Réduire sa consommation d’énergie à la maison : 10 gestes
Pour réduire sa consommation d’énergie à la maison, commencez par le chauffage et l’eau chaude : ce sont souvent les postes où les habitudes quotidiennes ont le plus d’effet. Viennent ensuite les appareils qui restent allumés, le lavage, le froid alimentaire et l’éclairage. Les 10 gestes ci-dessous privilégient les réglages gratuits ou peu coûteux, avant les achats d’équipement.
Repérez d’abord ce qui consomme réellement chez vous
Avant de changer vos habitudes, regardez vos factures, votre espace client énergétique ou les relevés de votre compteur. Comparez des périodes comparables : un mois très froid ne se lit pas comme un mois doux, et un logement occupé à quatre personnes ne se compare pas à un logement vide la journée. Notez pendant deux à trois semaines les réglages du chauffage, les douches, les lessives et les appareils souvent en veille. Vous éviterez ainsi d’investir dans un gadget alors qu’un mauvais réglage du chauffage explique l’essentiel de la dépense.

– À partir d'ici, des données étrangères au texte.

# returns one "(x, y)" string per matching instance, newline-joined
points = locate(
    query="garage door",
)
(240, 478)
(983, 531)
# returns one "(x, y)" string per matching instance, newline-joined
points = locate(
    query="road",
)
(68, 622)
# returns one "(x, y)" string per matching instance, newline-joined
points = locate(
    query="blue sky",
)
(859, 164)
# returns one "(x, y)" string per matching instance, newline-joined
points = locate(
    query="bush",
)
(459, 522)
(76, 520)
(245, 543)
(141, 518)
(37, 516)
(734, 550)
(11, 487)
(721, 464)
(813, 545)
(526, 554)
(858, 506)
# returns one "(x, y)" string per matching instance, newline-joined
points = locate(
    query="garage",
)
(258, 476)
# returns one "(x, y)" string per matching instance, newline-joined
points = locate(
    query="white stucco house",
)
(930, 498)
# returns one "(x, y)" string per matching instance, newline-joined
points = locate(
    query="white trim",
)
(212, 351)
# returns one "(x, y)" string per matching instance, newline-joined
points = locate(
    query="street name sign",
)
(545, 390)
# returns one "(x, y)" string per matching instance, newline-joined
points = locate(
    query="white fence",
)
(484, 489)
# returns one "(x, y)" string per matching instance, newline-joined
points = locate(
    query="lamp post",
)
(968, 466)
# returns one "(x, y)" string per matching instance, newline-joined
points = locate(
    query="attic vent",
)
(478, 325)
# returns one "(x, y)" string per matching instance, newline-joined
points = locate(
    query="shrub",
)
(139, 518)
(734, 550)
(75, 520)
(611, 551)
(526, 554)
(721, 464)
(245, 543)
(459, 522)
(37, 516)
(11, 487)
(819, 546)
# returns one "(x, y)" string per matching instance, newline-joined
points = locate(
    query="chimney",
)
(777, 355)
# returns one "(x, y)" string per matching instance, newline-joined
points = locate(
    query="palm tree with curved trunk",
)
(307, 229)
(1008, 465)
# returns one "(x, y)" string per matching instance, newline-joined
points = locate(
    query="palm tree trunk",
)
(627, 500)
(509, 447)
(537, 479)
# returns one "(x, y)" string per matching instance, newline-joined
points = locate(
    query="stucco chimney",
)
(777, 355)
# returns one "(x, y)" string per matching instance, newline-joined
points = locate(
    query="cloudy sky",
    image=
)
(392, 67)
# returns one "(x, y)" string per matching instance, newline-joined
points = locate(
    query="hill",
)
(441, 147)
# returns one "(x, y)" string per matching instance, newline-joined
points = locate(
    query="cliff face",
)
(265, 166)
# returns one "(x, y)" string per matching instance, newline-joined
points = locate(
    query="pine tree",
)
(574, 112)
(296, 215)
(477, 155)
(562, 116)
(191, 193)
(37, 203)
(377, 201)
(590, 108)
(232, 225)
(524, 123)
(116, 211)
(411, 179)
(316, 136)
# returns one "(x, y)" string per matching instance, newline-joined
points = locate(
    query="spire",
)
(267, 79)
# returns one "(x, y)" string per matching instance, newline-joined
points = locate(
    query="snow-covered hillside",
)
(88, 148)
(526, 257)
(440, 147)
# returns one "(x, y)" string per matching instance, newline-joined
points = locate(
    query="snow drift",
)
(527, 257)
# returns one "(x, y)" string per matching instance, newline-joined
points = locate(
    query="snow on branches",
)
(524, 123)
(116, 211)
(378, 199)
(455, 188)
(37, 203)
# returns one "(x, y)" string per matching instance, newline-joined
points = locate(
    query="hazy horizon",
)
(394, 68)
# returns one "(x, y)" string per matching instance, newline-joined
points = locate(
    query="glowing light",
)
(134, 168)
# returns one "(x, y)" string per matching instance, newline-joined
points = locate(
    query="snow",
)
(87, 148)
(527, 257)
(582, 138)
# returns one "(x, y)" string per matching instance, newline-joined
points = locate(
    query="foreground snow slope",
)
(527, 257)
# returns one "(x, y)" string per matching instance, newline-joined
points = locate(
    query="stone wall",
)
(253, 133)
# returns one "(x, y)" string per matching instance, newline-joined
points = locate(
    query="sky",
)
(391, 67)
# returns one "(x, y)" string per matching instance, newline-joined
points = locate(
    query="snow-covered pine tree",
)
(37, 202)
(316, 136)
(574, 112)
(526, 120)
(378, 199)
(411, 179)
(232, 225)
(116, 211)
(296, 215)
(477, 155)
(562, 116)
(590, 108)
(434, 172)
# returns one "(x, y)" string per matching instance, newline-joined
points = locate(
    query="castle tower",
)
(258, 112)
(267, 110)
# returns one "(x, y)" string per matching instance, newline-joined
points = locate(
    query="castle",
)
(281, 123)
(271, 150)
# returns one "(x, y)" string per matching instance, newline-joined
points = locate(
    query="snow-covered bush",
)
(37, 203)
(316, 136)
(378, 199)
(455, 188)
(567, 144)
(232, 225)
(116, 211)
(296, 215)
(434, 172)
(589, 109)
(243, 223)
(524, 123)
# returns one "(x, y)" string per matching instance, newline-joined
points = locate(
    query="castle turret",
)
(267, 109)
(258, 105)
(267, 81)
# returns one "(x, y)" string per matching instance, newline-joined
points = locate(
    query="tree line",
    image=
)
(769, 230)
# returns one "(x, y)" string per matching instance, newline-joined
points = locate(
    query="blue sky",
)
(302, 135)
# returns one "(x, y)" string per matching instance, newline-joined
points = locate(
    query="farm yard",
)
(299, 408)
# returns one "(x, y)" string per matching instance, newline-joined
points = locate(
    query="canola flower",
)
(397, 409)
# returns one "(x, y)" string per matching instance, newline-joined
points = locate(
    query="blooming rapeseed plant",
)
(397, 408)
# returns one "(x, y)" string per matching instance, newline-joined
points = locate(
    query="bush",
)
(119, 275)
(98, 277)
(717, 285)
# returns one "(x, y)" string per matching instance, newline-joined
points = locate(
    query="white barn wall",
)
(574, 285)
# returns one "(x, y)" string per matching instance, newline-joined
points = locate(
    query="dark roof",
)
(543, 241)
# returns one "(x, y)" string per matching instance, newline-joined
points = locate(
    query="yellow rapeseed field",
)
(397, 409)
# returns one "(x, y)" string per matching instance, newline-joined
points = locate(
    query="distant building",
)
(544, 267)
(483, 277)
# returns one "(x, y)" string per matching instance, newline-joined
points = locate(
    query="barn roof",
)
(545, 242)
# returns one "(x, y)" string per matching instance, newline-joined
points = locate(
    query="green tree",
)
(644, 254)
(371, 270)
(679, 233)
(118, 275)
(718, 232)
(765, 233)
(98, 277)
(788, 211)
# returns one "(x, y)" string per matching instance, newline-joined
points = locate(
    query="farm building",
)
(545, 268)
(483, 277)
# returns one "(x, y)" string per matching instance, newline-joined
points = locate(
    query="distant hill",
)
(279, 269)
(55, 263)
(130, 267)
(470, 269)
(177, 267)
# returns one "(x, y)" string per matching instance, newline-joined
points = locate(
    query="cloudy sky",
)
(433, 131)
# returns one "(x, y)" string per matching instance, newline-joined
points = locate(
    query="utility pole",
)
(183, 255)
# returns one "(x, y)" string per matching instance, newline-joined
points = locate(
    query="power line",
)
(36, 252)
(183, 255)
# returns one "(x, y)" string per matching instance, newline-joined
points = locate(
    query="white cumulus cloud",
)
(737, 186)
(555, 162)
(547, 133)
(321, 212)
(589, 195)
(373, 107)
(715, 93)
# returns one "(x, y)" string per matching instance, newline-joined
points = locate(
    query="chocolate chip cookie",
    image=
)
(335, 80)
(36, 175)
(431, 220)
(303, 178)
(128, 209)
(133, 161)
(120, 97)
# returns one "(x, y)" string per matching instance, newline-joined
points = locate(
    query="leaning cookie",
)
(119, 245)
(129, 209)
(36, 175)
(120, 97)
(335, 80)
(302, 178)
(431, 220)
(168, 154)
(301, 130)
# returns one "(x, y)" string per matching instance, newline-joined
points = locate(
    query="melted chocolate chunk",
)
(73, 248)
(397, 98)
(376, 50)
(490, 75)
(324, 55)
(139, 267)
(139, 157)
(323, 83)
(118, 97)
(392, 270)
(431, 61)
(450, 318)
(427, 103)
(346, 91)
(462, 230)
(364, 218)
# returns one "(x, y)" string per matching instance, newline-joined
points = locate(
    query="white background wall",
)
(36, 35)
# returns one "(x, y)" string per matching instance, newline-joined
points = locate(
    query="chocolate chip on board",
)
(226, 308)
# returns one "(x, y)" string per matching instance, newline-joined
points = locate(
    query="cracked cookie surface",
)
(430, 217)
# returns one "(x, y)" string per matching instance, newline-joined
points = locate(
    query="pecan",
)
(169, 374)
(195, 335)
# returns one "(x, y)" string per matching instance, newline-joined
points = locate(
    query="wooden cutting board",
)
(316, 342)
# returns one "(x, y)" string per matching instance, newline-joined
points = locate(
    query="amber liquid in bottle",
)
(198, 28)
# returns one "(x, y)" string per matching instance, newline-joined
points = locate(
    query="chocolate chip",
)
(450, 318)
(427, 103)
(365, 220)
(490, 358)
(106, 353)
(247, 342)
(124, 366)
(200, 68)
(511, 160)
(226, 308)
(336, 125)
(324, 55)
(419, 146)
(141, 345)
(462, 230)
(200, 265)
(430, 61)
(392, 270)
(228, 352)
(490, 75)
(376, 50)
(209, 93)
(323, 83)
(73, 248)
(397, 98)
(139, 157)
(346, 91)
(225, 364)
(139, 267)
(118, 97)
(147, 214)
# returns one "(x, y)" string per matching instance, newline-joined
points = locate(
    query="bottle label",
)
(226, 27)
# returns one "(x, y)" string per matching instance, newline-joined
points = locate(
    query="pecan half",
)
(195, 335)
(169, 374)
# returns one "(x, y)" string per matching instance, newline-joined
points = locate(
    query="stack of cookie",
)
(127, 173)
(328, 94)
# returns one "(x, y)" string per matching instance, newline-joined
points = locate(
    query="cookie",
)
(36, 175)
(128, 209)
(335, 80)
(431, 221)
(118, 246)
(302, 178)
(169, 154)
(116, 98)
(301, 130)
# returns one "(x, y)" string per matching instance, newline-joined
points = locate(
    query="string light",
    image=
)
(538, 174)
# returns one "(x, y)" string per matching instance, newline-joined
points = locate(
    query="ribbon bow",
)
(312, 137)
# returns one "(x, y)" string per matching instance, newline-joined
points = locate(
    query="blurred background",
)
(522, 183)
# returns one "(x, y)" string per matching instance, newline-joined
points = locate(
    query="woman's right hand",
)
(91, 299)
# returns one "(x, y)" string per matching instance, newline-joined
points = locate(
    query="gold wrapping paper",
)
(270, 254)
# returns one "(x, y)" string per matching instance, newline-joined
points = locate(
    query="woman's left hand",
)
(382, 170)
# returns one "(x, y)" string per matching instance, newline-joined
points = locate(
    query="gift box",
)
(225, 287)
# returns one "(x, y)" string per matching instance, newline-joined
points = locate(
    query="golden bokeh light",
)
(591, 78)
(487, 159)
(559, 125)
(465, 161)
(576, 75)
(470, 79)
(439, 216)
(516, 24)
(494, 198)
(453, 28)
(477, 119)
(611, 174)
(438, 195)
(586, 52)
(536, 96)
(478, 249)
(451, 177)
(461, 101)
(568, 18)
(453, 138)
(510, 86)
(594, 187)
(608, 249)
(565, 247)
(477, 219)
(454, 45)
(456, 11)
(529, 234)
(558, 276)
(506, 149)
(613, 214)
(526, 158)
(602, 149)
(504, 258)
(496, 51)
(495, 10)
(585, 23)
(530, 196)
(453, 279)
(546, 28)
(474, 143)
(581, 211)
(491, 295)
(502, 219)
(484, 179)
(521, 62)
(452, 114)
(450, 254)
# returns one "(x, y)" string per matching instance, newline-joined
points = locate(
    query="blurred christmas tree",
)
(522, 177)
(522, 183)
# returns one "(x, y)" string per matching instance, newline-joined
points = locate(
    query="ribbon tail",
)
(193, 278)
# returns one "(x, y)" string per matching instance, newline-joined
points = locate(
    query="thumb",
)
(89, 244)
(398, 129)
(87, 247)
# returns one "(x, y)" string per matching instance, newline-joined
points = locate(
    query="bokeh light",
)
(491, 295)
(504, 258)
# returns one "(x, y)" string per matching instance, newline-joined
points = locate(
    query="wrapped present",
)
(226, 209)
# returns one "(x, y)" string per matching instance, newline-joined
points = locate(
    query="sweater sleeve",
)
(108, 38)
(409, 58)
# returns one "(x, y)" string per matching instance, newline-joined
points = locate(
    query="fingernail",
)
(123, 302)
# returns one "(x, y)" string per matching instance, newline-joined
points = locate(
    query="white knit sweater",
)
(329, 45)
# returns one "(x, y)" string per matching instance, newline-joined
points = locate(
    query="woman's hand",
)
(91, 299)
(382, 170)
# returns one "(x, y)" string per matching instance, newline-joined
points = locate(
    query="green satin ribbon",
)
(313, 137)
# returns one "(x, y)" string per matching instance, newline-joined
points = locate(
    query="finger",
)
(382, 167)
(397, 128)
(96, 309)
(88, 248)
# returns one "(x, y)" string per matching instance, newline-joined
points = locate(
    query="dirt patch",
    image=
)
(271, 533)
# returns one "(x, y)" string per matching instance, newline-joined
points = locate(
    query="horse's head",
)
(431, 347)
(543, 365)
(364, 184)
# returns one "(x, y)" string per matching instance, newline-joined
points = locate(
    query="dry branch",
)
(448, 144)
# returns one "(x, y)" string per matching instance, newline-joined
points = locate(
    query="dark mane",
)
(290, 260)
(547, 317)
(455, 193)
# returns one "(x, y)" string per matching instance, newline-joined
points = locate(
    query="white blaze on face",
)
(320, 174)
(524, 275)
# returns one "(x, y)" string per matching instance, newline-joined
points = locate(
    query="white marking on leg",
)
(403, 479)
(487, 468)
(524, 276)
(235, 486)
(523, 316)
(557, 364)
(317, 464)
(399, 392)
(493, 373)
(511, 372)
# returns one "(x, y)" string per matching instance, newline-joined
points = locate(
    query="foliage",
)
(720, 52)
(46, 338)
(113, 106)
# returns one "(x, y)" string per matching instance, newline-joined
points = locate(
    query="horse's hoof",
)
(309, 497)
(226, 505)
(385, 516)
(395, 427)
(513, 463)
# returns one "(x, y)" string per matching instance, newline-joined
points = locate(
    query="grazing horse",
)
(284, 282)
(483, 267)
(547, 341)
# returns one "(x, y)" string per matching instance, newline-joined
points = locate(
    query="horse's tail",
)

Chauffage : les 4 gestes qui pèsent le plus sur la facture
Dans la plupart des logements chauffés, le chauffage est le premier levier d’économie. Cherchez le confort utile, pas une température identique partout. Une pièce de vie occupée peut demander un réglage plus élevé qu’une chambre ou qu’une pièce fermée. Autour de 19 °C dans les pièces occupées est un repère souvent utilisé, mais il doit être adapté à l’isolation, à l’humidité et aux besoins des enfants, personnes âgées ou fragiles. Si vous avez froid malgré un réglage correct, le problème peut venir de l’isolation, de l’équilibrage ou de l’entretien du système.
1. Programmez les horaires
Réduisez la consigne quand le logement est inoccupé ou la nuit, puis prévoyez la remontée avant votre retour. Testez plusieurs horaires : un logement très isolé ne réagit pas comme un logement ancien.
2. Différenciez les pièces
Utilisez les robinets thermostatiques ou les réglages par zone quand ils existent. Inutile de chauffer une chambre, un couloir ou une pièce peu utilisée comme le séjour.
3. Fermez les protections la nuit
Volets, stores et rideaux épais limitent la sensation de paroi froide près des fenêtres. Fermez aussi les portes des pièces peu chauffées, sans obstruer les entrées d’air prévues.
4. Aérez brièvement et correctement
Ouvrez largement les fenêtres quelques minutes plutôt que de les laisser entrouvertes longtemps en période froide. Ne bouchez jamais les grilles de ventilation : l’humidité dégrade le logement et le confort.
Chauffage constant ou chauffage programmé ?
Température identique en continu
- Simple à gérer, mais chauffe aussi lorsque personne n’en profite.
- Peut convenir ponctuellement à certains logements très lents à réchauffer.
- Risque de maintenir inutilement une température élevée la nuit ou pendant les absences.
Température programmée selon l’occupation
- Réduit le chauffage pendant les plages où le confort maximal n’est pas nécessaire.
- Demande quelques essais pour trouver le bon horaire de relance.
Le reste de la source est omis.